The #8713 work is scheduled for Feb 26- Mar 15 (see the schedule at the top of the dev mtg agenda). We might be able to do the Solr upgrade during that same period. If you are interested in helping then, let me know. Otherwise, I can look for other volunteers.

For now, moving this to the 8.0 board and we'll see if we can fit this into 8.0

mwoodiupui commented 5 months ago

I would not consider it a high priority to upgrade SolrJ in DSpace unless we want some fix or new feature that is brought by an upgraded SolrJ. Solr is quite tolerant of version skew between client and server.

Lucene version N will refuse to open a core which was created with version N-2 or earlier, but this is not a client issue.

Occasionally something like a field type will be deprecated and then removed across major releases. This happened in DSpace's upgrade from Solr 4 to Solr 8. Again this is not a client issue -- it involves schema changes that should be transparent to clients.

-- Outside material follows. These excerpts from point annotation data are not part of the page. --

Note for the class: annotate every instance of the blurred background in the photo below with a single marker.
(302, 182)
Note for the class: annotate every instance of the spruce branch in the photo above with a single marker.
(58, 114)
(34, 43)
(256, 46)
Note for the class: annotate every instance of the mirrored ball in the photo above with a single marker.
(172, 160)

I suggest that we should strive to decouple our version requirements for Solr client and server as much as is reasonable. This should not be difficult. We should carefully test DSpace's use of Solr to assure ourselves that a client upgrade is not critical, and treat client upgrades as something that we do as time permits. Solr's web API is quite stable, and SolrJ just handles the interface between that and Java objects.

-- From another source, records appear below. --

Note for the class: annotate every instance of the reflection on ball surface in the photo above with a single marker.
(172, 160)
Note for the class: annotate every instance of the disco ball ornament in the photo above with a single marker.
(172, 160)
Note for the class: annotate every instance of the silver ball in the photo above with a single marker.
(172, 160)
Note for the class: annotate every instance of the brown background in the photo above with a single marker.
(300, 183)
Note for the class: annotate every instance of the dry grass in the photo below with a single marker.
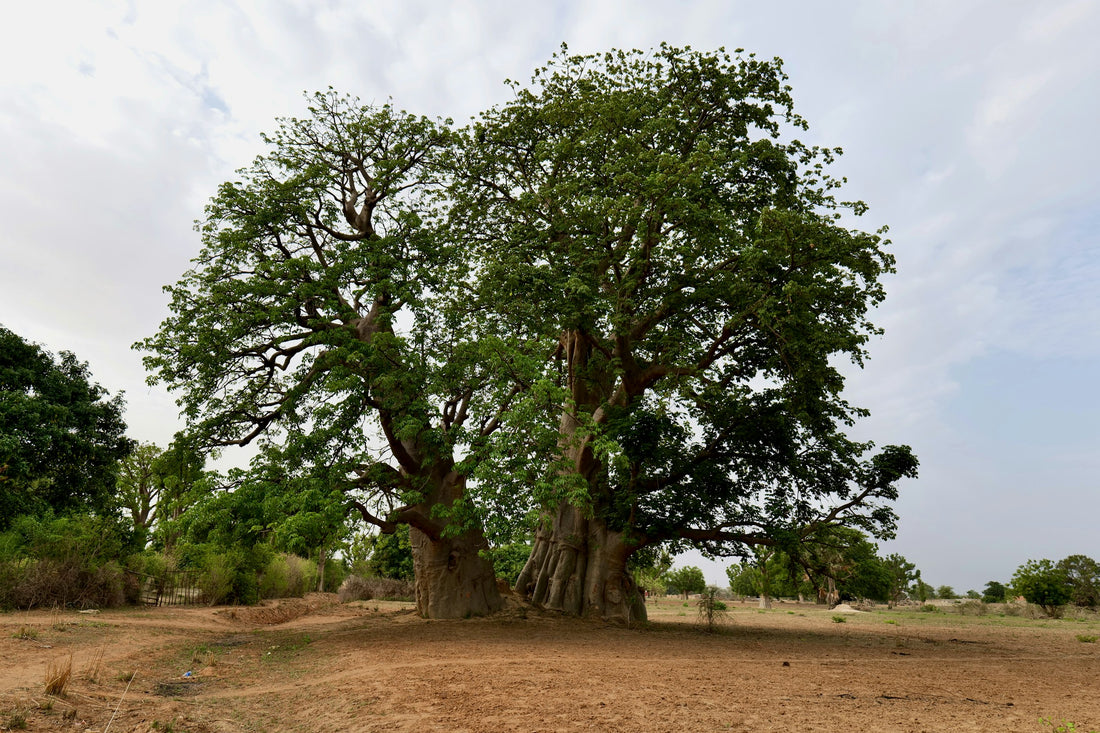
(91, 671)
(57, 676)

I should add that in general I see no compelling reason to avoid upgrading SolrJ. It would be well to keep the client version fairly recent. I just think there is no reason why client and server must be upgraded in lockstep.

Leano1998 commented 5 months ago

Thanks to you for your thoughts on this issue. I would agree with @mwoodiupui that I don't see a cogent reason to upgrade client and server at the same time. We tested solr9 with DSpace 7 in different settings at our institution and it is working fine so far.

But if we offer a solr 9 support in DSpace 8 we have to consider how we handle a solr 8 compatibility because of the location changes of the contributed libraries. We could leave the Solr-8 paths in comments and provide additional documentation. I could try to create the PR and documentation for this, but I don't know, if I'll find the time to do a SolrJ update until the end of march.

tdonohue commented 4 months ago

NOTE OF CAUTION: While working on our upgrade to Jakarta EE compatibility (#9321), I've discovered that Solr does not have full Jakarta EE compatibility yet, which can complicate this upgrade.

This incompatibility is the reason why Spring Boot 3 has (temporarily) removed all autoconfiguration for Apache Solr. See https://github.com/spring-projects/spring-boot/issues/31054 (which confirms the details I've noted above)

In other words, we may need to consider whether to stay on Solr 8 until Solr achieves Jakarta EE compatibility by updating to use Jetty 11 or later. Here are the open Solr tickets that we should watch:

Based on recent comments to those tickets, a Jetty upgrade is being considered for Solr 10.

mwoodiupui commented 4 months ago

I will observe again that we need to carefully distinguish Solr and SolrJ. SolrJ has these Jakarta issues. Solr v5+ is self-contained and thus does not. Our tests make use of embedded Solr so we do have to be careful there. But sites should be able to upgrade Solr to v9 regardless that DSpace uses SolrJ v8. The above-mentioned incompatibilities are relevant to this Issue but only w.r.t. DSpace itself, not to its external infrastructure requirements.